FTC Issues Final Regulation on Consumer Information and Records Disposal
|November 19, 2004|
16 C.F.R. Part 682: Disposal of Consumer Report Information and Records: Final Rule|
Following a public comment period, the Federal Trade Commission has issued its final rule regarding the proper disposal of consumer report information and records under the Fair and Accurate Credit Transactions Act of 2003 (FACTA) and the Fair Credit Reporting Act (FCRA). The final rule, which will be published in the Federal Register shortly, is similar to the proposed rule issued in April 2004 and will become effective on June 1, 2005. The Commission received more than 50 comments from industry trade organizations, businesses, consumer advocacy groups, Members of Congress, and consumers.

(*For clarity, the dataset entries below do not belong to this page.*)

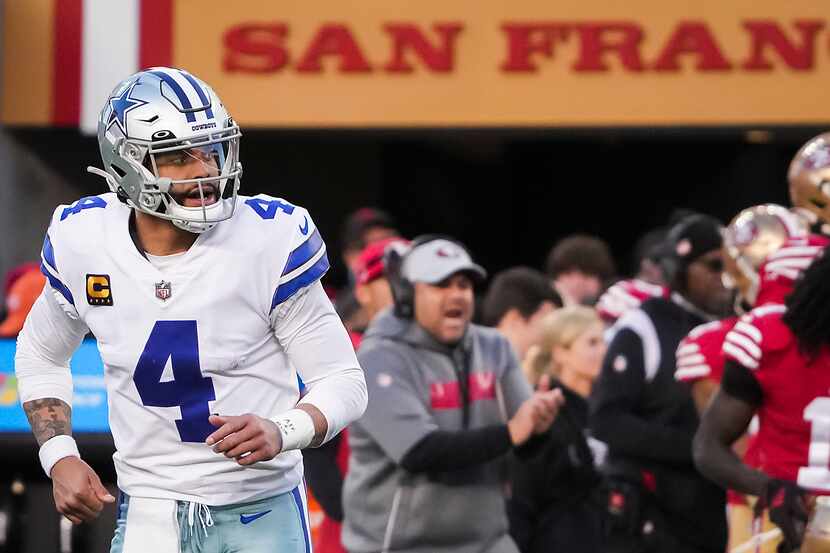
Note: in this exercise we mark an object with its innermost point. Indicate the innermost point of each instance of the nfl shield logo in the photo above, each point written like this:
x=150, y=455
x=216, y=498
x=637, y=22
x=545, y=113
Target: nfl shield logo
x=163, y=290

FACTA, which was enacted on December 4, 2003, amends the FCRA and directs the FTC, the Federal Reserve Board, the Office of the Comptroller of the Currency, the Federal Deposit Insurance Corporation, the Office of Thrift Supervision, the National Credit Union Administration, and the Securities and Exchange Commission to coordinate with one another to adopt comparable and consistent rules regarding the disposal of sensitive consumer report information. The purpose of these rules is to reduce the risk of identity theft and other consumer harm from improper disposal of a consumer report or any record derived from one. The FTC’s Disposal Rule applies to any person over which the FTC has jurisdiction that, for a business purpose, maintains or otherwise possesses such consumer report information.
The Rule requires that covered entities “take reasonable measures to protect against unauthorized access to or use of the information in connection with its disposal.” The standard for disposal is flexible to allow entities covered by the Rule to determine what measures are reasonable based on the sensitivity of the information, the costs and benefits of different disposal methods, and relevant changes in technology over time. The Rule’s flexibility should also facilitate compliance for smaller entities. Additionally, the Rule includes specific examples of appropriate measures that would satisfy its disposal standard.
The final Rule makes minor modifications to the proposed Rule, including clarification of the definitions of “consumer information” and “disposal.”